Disruption needed in health care: STAT

KEY TAKEAWAY:  This seems the decade of disruption, but where is the disruption in health care, especially with insurers and EHR’s?   If the right company can disrupt health care they stand to make a lot of money, but there are huge obstacles in the way.

Nobody likes dealing with health insurers.  They have become very powerful and in the process, they are making a lot of money.  You would like to think that you are the customer, since you pay for the insurance, but that all goes out the window when you are denied coverage for something or you don’t get the medication your doctor prescribed because there are less expensive alternatives.

So where are the disruptors?

Most wouldn’t touch health insurance with a 100 foot pole because of the complexity and because the more powerful insurers would probably do everything to crush them to protect CEO salaries.

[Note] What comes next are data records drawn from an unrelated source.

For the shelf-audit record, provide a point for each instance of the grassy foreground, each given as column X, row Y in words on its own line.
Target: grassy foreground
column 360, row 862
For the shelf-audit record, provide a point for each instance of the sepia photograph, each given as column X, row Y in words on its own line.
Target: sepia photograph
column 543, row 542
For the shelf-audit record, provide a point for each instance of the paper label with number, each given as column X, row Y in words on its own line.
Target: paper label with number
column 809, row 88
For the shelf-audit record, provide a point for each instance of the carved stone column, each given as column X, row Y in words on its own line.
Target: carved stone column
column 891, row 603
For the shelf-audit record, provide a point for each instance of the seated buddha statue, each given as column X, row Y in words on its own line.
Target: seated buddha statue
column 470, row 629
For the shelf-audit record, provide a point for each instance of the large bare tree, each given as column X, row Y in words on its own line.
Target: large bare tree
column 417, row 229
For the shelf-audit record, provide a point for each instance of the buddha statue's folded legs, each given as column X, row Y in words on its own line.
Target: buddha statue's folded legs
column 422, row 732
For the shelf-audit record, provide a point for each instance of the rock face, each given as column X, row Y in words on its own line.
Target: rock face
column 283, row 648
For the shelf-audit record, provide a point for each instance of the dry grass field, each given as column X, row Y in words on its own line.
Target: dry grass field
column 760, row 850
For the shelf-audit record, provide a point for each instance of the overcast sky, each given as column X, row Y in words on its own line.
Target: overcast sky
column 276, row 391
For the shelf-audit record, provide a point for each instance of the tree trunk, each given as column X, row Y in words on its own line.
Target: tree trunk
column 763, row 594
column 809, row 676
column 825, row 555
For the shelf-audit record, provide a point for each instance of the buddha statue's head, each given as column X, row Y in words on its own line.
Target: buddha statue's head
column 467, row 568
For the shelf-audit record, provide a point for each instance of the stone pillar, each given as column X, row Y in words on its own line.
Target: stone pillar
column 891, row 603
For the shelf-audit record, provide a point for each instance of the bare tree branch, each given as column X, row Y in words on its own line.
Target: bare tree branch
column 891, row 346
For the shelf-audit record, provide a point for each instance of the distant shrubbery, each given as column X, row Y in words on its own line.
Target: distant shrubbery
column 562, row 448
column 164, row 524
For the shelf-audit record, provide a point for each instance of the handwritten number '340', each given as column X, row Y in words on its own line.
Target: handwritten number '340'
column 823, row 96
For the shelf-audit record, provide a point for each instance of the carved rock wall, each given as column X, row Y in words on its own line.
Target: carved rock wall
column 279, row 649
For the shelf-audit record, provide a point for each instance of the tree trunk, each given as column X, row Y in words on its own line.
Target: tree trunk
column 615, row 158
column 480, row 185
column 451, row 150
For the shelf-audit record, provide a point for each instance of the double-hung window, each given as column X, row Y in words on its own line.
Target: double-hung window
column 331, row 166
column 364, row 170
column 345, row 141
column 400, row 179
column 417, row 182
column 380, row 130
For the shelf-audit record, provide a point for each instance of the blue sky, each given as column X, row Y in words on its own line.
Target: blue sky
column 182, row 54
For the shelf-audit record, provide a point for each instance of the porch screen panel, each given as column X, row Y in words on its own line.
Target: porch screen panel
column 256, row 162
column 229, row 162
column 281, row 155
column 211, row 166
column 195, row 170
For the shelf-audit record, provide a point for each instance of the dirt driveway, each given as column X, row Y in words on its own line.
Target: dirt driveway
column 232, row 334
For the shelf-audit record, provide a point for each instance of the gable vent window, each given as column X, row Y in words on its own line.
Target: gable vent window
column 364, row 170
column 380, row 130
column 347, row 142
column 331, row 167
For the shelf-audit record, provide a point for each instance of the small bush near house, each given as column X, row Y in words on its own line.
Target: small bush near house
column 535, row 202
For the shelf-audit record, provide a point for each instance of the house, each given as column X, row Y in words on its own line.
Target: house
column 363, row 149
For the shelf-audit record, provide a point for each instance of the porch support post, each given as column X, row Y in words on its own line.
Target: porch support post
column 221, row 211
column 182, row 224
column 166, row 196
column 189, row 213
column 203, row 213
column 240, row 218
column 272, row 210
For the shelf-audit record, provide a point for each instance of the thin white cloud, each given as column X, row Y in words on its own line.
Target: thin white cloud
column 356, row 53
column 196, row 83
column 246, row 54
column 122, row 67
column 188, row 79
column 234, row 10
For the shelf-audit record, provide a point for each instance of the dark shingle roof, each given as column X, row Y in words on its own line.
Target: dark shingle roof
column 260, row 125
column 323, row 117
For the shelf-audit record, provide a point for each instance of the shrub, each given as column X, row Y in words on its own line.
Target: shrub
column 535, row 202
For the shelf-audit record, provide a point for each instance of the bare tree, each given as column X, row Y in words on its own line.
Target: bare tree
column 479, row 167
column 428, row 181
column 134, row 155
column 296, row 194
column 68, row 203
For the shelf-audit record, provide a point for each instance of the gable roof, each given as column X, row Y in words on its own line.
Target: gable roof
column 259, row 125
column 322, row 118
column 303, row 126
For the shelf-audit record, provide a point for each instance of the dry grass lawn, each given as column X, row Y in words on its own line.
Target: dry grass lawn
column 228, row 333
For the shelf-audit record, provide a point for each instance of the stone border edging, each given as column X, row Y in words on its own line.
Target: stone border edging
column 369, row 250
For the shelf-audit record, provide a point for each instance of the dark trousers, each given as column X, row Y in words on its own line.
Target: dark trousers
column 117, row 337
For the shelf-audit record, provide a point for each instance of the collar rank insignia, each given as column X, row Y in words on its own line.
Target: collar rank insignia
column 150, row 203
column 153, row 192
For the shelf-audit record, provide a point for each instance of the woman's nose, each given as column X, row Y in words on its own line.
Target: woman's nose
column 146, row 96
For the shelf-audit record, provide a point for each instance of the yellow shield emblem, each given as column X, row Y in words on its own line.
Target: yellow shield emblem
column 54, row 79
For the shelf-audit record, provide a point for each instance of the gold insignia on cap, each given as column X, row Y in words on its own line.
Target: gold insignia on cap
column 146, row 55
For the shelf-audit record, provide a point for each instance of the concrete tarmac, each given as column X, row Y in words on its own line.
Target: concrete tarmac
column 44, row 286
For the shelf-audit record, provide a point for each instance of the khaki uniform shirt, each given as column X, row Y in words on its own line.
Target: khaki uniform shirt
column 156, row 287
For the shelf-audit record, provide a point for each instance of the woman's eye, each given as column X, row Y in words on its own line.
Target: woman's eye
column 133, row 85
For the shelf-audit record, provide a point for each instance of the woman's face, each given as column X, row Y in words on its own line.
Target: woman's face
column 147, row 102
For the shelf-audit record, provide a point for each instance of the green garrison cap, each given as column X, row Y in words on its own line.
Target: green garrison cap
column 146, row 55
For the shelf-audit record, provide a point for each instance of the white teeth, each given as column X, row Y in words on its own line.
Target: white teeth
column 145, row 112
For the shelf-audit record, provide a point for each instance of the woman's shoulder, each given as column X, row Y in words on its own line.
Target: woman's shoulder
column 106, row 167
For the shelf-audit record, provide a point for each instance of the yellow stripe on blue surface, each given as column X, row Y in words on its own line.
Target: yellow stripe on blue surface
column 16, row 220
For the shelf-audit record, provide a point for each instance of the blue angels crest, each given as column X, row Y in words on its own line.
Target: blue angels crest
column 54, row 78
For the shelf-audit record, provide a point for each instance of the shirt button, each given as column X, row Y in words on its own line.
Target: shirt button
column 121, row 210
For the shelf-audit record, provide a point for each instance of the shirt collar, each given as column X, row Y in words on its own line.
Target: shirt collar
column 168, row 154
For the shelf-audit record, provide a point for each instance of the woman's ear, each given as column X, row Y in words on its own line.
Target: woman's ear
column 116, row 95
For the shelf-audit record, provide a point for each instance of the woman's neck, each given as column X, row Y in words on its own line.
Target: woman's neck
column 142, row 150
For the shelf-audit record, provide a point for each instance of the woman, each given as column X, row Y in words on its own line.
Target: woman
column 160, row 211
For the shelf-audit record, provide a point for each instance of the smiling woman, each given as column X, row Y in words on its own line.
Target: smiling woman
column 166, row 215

I, however, believe that somewhere out there someone or some group is ready to disrupt health insurance with a patient centered approach that puts a human touch on a corporate bureaucracy. 

Then there are EHR’s.  I can’t tell you how many times, in research, I heard physicians and their staff say they really hate the big EGR vendors like Athena.  They find the systems cumbersome, complicated and user friendly is not in their vocabulary.  There are some small EGR vendors out there who offer some good alternatives, but what we really need is for Apple. Google, Microsoft, or Amazon.com to develop a great user experience so that patients will like going online to vie3 medical records and make appointments.

If we are ever going to develop better health care we need to first simplify the confused world of medical administration.  Insurers don’t want to do this because they know the maze benefits them as providers.

I’m an optimist, however, and I believe that somewhere one of these Silicon Valley billionaires can and will eventually try to disrupt health records and insurance. Not because there is money to be made, but because patients are and staff are crying for change.